From the glorious days of Renaissance Spain to the expulsion of the Jews during the Spanish Inquisition in 1492, our ancestors, originally from Zaragoza, Spain, fled to Greece and Turkey, essentially leaving everything behind except for Jewish traditions and memories. At the end of WW II and the Holocaust, the Saragoussi family again immigrated in the 1950s, this time, to the US seeking a better quality of life. With cherished family possessions lost or stolen during the war, my family arrived in New York City by way of the Italian ocean liner, Andrea Doria, with only clothes-filled suitcases, traditions, and memories. One of those saved traditions is the rich, unchanged recipes of delicious Sephardi cuisine. Borekas, a Sephardic delight and staple whose unwritten recipe has passed through the many hands of the Saragoussi family, are still lovingly prepared and savored in our family’s homes today.
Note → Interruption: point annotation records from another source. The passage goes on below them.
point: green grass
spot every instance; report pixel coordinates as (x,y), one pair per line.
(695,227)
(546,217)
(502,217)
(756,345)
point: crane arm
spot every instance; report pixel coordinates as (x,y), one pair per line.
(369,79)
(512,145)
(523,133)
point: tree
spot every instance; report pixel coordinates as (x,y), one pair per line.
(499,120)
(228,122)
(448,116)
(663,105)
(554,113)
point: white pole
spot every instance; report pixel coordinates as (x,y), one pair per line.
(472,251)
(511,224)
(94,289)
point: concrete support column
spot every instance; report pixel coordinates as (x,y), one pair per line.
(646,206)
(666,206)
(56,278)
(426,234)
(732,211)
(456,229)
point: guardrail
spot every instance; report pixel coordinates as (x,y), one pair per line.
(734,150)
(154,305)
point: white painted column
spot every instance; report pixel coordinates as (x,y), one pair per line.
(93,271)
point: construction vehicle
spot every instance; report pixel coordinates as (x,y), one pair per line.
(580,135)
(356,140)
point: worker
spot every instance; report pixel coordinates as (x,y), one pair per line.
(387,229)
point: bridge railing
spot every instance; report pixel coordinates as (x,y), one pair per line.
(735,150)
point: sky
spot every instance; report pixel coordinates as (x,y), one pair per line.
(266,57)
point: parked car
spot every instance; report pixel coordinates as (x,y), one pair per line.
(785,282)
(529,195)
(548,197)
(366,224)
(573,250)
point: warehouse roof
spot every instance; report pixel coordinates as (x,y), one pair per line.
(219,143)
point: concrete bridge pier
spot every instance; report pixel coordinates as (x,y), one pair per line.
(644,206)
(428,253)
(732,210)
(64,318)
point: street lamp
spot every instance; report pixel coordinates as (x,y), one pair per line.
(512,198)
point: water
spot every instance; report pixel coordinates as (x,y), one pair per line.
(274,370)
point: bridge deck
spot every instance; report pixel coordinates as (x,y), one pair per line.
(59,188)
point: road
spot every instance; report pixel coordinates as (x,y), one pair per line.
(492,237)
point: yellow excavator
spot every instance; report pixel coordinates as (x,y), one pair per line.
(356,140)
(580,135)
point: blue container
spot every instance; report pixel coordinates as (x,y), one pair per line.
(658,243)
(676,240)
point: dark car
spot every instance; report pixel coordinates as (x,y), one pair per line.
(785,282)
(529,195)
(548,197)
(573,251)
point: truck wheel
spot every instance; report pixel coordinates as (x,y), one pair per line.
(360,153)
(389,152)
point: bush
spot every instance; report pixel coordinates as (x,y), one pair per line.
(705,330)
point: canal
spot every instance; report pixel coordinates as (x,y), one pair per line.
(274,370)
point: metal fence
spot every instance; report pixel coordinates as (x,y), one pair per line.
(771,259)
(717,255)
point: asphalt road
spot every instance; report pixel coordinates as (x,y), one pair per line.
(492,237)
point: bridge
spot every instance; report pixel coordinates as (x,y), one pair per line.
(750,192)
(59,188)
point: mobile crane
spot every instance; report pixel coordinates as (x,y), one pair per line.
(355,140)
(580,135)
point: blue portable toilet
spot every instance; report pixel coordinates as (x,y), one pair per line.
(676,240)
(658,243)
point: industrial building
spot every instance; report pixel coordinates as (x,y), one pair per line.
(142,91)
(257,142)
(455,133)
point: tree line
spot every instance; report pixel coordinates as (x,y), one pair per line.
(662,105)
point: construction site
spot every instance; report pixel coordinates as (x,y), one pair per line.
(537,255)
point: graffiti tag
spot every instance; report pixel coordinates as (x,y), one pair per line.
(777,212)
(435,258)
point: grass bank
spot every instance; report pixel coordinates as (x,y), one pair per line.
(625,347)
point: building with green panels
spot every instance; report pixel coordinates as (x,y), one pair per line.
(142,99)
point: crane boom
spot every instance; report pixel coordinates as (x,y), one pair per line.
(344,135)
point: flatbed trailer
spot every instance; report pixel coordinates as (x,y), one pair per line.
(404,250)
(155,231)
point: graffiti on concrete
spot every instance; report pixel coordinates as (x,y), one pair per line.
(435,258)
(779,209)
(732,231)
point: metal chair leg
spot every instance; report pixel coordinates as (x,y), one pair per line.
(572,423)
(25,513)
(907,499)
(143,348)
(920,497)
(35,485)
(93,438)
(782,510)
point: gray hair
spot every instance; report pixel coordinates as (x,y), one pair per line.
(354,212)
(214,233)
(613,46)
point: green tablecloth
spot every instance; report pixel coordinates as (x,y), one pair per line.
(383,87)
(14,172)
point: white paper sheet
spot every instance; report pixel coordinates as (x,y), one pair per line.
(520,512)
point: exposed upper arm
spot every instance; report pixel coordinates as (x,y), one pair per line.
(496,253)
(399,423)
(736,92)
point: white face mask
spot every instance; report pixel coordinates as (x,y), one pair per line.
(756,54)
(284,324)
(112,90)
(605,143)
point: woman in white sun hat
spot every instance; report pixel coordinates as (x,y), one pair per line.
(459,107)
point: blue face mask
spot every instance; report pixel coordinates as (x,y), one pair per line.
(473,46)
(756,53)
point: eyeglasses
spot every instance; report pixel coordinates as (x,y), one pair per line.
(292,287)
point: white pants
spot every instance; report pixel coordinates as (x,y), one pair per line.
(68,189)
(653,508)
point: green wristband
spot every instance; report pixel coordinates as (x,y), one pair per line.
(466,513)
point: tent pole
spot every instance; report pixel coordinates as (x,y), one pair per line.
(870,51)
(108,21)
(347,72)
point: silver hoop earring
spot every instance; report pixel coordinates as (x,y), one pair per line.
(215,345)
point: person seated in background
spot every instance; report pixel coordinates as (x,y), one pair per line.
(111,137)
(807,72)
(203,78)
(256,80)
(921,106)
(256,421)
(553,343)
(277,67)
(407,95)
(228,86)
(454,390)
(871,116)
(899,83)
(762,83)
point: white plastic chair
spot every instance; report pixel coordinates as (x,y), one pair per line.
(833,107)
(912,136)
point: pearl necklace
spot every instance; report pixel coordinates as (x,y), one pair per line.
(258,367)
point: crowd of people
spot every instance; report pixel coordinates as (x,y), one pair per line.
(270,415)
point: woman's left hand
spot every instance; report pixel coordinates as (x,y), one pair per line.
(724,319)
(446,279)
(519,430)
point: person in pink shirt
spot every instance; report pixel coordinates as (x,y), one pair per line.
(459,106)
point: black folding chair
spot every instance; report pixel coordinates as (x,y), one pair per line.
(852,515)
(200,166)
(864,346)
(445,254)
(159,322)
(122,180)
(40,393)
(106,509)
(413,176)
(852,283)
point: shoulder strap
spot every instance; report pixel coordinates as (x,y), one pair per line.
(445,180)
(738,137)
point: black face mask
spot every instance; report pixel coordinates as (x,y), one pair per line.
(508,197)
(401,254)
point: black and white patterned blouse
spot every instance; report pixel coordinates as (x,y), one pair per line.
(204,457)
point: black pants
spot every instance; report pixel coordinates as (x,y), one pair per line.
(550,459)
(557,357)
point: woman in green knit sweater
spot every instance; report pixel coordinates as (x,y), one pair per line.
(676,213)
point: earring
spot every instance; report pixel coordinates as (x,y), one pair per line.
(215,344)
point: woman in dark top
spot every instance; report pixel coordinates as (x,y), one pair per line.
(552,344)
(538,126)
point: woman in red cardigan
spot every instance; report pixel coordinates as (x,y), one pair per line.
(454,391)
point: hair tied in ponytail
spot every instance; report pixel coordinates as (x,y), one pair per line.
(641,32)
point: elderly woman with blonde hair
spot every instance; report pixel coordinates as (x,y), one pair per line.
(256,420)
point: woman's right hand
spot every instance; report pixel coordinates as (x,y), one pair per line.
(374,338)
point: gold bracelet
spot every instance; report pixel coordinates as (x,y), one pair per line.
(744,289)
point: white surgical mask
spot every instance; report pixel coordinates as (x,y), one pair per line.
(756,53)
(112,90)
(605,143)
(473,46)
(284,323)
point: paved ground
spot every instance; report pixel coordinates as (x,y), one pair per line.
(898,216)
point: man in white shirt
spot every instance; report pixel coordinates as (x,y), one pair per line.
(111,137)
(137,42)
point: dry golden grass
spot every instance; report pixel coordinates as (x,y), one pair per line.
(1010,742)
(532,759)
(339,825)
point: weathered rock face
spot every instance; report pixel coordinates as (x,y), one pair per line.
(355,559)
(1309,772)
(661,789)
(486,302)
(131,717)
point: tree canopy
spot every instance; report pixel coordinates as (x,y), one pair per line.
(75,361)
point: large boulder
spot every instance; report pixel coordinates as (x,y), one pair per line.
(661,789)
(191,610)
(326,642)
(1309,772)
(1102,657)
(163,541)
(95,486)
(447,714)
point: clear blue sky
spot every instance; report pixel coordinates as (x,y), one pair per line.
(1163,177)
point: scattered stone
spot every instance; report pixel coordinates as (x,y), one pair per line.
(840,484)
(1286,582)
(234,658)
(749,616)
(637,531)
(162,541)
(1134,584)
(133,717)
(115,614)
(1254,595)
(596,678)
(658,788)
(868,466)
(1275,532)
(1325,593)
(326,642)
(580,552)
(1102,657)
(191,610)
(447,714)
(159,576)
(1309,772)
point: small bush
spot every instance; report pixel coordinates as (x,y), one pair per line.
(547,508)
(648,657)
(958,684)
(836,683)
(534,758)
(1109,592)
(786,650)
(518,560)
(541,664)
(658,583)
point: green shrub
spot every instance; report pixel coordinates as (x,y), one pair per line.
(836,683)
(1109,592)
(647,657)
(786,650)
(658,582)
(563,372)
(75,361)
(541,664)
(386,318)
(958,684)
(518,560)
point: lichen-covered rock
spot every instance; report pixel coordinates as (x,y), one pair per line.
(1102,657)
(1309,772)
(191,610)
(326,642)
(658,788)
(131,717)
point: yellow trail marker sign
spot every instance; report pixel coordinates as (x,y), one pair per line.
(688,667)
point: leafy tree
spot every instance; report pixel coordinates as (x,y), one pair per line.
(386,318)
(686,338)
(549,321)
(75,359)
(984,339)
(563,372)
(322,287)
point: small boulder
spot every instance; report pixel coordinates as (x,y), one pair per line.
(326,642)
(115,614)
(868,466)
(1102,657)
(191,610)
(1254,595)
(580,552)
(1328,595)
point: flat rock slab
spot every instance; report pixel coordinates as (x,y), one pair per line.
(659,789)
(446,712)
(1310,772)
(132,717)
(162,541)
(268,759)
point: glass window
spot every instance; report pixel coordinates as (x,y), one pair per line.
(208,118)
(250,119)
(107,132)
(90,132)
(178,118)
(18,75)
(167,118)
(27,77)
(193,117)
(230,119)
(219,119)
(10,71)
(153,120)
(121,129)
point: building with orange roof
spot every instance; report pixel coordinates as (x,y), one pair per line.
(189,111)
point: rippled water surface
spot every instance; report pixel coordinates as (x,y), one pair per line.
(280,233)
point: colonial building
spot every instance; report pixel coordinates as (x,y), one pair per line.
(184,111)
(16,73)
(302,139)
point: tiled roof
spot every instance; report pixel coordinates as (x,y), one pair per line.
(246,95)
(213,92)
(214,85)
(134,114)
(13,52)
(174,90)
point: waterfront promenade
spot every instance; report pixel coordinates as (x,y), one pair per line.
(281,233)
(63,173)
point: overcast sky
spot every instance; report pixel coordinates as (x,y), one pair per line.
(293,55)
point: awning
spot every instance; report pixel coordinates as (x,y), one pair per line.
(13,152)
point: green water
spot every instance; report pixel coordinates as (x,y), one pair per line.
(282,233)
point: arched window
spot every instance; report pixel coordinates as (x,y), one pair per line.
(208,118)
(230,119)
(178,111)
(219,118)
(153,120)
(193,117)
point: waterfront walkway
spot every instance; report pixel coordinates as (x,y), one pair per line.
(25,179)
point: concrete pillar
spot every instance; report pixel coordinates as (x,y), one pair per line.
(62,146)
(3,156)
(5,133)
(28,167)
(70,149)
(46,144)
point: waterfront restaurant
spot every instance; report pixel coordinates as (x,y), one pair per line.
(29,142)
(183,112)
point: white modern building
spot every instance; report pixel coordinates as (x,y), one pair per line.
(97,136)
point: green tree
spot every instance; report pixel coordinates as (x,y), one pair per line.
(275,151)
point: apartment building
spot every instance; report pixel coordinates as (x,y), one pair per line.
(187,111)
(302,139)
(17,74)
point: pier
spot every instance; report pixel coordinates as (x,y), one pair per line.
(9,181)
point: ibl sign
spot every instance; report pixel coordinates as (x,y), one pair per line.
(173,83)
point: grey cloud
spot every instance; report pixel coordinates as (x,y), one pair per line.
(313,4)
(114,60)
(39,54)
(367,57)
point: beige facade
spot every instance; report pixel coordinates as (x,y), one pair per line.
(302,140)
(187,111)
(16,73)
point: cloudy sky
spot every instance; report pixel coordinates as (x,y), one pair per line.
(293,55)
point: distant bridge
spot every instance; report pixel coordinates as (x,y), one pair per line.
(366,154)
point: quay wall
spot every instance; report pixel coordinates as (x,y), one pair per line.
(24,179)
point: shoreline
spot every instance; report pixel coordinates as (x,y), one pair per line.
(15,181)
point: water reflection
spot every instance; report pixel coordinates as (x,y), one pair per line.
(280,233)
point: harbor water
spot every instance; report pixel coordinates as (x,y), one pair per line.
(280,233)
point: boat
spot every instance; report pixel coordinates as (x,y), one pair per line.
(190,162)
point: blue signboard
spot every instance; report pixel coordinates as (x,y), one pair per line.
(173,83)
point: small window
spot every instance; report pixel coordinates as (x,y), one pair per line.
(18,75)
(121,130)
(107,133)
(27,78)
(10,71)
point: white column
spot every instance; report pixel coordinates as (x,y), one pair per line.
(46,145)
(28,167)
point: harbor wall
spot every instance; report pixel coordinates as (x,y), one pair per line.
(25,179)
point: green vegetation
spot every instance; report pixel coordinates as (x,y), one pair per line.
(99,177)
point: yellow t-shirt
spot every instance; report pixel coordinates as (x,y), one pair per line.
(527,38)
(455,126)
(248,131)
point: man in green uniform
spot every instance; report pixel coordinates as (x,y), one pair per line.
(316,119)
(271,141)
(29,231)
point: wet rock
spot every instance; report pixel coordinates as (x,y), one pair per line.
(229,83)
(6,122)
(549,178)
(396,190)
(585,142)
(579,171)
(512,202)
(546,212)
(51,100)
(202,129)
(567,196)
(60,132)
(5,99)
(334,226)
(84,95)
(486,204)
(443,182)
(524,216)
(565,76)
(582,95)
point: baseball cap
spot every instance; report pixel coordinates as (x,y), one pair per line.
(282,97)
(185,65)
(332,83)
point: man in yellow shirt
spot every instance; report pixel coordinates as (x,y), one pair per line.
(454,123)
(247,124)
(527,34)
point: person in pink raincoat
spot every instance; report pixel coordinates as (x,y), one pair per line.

I remember watching my Turkish-born grandmother, Nona, who journeyed with our family to America and lived with us during her twilight years, preparing all the ingredients to make the tasty borekas. With nothing more than a fork, knife, bowl, a smooth glass cup (used to cut and roll the dough), and her strong, skillful hands, Nona would swiftly prepare the dough, then mix chopped beef OR feta or kashkaval (a robust Greek yellow cheese), or even merenjena (eggplant) with eggs, scallions, and a dash of pepper into a bowl. Then, one by one, she would flatten the small rounds of dough, fill and form the half-moon shaped borekas. Depending on the filling, Nona sealed the edges of the dough differently to identify its contents – cheese edged with fork marks, meat finished with the edge tightly twisted. Finally, once the borekas were arranged on the baking sheet, Nona would dip her fingers into the egg wash and carefully “brush” the top of each boreka. A half-hour later, with the house filled with the familiar scent of freshly baked pastries, my sisters and I would congregate in the kitchen, eagerly waiting for Nona to serve us fresh, hot borekas.

What makes these unique and delicious Sephardic pastelles so meaningful and so part of our family’s Jewish identity is, unlike the foods of Eastern European Jews, the Sephardi incorporated ingredients available in the Mediterranean region – feta cheese or eggplant. More importantly, my Nona, and now my mother, aunts, and my sisters and I, all prepare borekas for Shabbat meals, Jewish holiday gatherings, and as a special treat for company – a way in which our family shares our rich Sephardi tradition with guests.

Borekas were and are still such an important family food, that we bring them on trips, picnics, school and work lunches. We have even sent them through the mail to our children in college! As our latest family’s generation is further removed from the original Zaragoza family, all of my living relatives continue to bake with our youngest family members passing on the tradition of making delicious borekas – using the same ingredients and skillful hands!